Почему вы живете в гостиницах?
Так проще посылать почту, здесь можно избежать тягот, связанных с собственностью, такая жизнь отвечает моей самой любимой привычке – привычке к свободе.
Тоскуете ли вы по какому-то одному месту – месту, где семейные или национальные традиции хранятся поколениями, по кусочку России, за который бы вы отдали все Соединенные Штаты?
Нет, не тоскую.
Ностальгия отупляет или обогащает?
Ни то ни другое. Это одно из тысячи гораздо более тонких переживаний.
Вам нравится быть гражданином Америки?
Да, очень.
Вы смотрели, как американцы высаживаются на Луну? На вас это произвело впечатление?
О, «впечатление» – не то слово. Представляю (или нет, скорее, спроецированная частичка моего «я» представляет), какой ни с чем не сравнимый романтический трепет испытывает человек, когда он ступает по Луне, – подобного чувства он не испытывал за всю историю открытий. Конечно же, я взял в аренду телевизор, чтобы следить за каждым мгновением этого чудесного приключения космонавтов. Изящный менуэт, который эти двое танцевали, хотя им мешали их неуклюжие костюмы, с такой грацией подчиняясь мелодии лунного притяжения, был восхитительным зрелищем.
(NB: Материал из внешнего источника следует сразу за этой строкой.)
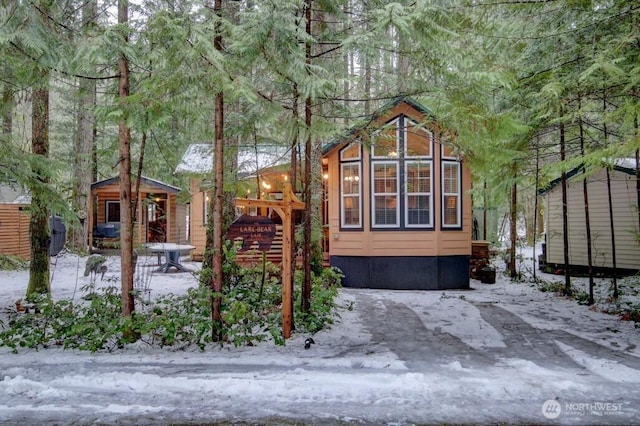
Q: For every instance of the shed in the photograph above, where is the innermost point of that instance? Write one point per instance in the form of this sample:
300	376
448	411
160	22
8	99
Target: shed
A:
159	218
398	206
624	196
263	167
14	222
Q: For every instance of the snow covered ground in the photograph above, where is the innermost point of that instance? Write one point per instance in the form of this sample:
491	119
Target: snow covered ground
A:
499	353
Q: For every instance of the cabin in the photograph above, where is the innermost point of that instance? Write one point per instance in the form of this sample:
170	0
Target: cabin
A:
398	207
262	172
158	218
14	222
624	196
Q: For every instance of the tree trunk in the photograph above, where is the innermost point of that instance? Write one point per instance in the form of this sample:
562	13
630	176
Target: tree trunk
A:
587	217
612	227
218	193
7	110
39	224
306	288
124	143
535	209
565	220
513	230
84	144
294	186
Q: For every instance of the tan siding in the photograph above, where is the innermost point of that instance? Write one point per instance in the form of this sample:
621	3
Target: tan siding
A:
14	230
625	222
196	220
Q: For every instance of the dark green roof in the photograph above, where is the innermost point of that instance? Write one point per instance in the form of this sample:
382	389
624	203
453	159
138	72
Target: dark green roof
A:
380	112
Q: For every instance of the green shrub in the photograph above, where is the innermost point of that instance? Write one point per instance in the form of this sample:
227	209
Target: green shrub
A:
251	312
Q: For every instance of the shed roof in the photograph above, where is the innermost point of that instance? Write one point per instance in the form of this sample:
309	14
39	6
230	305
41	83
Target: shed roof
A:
339	141
623	165
198	158
151	182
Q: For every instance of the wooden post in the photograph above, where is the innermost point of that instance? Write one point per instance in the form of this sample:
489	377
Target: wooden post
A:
285	210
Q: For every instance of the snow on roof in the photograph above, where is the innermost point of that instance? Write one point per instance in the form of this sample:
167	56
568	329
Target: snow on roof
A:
144	179
198	158
12	193
626	163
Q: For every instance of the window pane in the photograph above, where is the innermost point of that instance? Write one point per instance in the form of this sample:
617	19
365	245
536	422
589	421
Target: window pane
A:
418	210
451	210
418	177
352	152
451	193
350	179
113	211
385	178
418	141
351	210
386	209
450	180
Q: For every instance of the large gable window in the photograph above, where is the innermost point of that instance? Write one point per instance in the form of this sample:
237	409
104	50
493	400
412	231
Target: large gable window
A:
350	187
402	175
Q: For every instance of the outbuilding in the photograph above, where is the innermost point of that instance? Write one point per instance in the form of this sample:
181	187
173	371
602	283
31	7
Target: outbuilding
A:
624	197
158	219
398	207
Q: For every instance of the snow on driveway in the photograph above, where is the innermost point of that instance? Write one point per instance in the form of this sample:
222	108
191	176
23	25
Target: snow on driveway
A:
497	353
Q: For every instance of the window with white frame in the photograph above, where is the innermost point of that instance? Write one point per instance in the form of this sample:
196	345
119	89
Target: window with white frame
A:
402	174
112	211
418	210
385	194
451	194
350	187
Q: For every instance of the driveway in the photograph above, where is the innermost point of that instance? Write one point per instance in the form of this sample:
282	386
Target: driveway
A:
505	354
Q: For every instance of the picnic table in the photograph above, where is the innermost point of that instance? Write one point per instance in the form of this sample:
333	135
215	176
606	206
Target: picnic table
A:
172	252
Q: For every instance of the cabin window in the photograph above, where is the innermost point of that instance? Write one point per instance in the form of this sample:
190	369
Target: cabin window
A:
402	171
385	194
351	187
112	211
418	210
451	196
418	141
351	206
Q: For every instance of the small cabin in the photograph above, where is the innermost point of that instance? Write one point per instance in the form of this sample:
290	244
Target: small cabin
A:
624	197
398	207
261	171
158	218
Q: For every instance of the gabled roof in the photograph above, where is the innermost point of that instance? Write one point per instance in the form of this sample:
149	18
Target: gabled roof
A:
623	165
198	158
148	181
12	193
379	113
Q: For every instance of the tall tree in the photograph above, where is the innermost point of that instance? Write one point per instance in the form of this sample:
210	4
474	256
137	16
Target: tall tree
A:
124	161
84	143
39	223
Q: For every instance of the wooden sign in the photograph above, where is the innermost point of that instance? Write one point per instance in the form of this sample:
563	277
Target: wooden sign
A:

Еще это был момент, когда флаг означал куда больше, чем он обычно символизирует. Я обескуражен и огорчен, что английские еженедельники полностью проигнорировали захватывающее и переполняющее каждого волнение, вызванное этим событием, незнакомое волнение от того, что мысленно трогаешь драгоценные камешки, видишь наш крапчатый глобус в черном небе, ощущаешь дрожь в позвонке и изумляешься всему этому. В конечном счете англичанам должно быть понятно подобное волнение, ведь они – величайшие, подлинные первооткрыватели. Зачем же они позволили втянуть себя в дискуссию по поводу проблем, не имеющих к происходящему отношения, – проблем пущенных на ветер долларов и политики сверхдержав?